The finished product is reminiscent of Nativity scenes found in other countries, including Mexico, said Father Magallon, a native of Uruapan, Michoacán, 260 miles west of Mexico City.
“Where I come from, these scenes are all over because all people have different ways of expressing their faith,” he explained. “But here, people are taken by such creativity that really brings the worlds of yesterday and today together.”
Christ’s presence in the world for all time — a point made clearly at the start of the Easter Vigil liturgy as the Easter candle is lit — is a theme that Crosetti, an RCIA catechist at the 3,000-family parish, tries to get across in her weekly sessions with catechumens who are being initiated into the Catholic faith.
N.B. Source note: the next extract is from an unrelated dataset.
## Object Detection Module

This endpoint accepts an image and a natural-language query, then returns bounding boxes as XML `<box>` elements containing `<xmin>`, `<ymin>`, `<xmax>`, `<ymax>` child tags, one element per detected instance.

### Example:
In fact, “I am leading a group meeting on this very topic, and part of that session will include a ‘field trip’ from the hall to the Nativity scene in the church,” she told Angelus.
And after so long of a period with limited access to inside-the-church worship, parishioners and visitors alike are expected to make field trips of their own to get a peek at Fuentes’ one-of-a-kind creation at Our Lady of Sorrows, whose own roots trace to St. Junípero Serra’s celebration of Mass on the site of what became the Presidio Chapel in the early 1780s.
“I believe Jose is expressing not only his own artistic genius,” said Father Magallon, “but his deep faith in Jesus who is with us always.”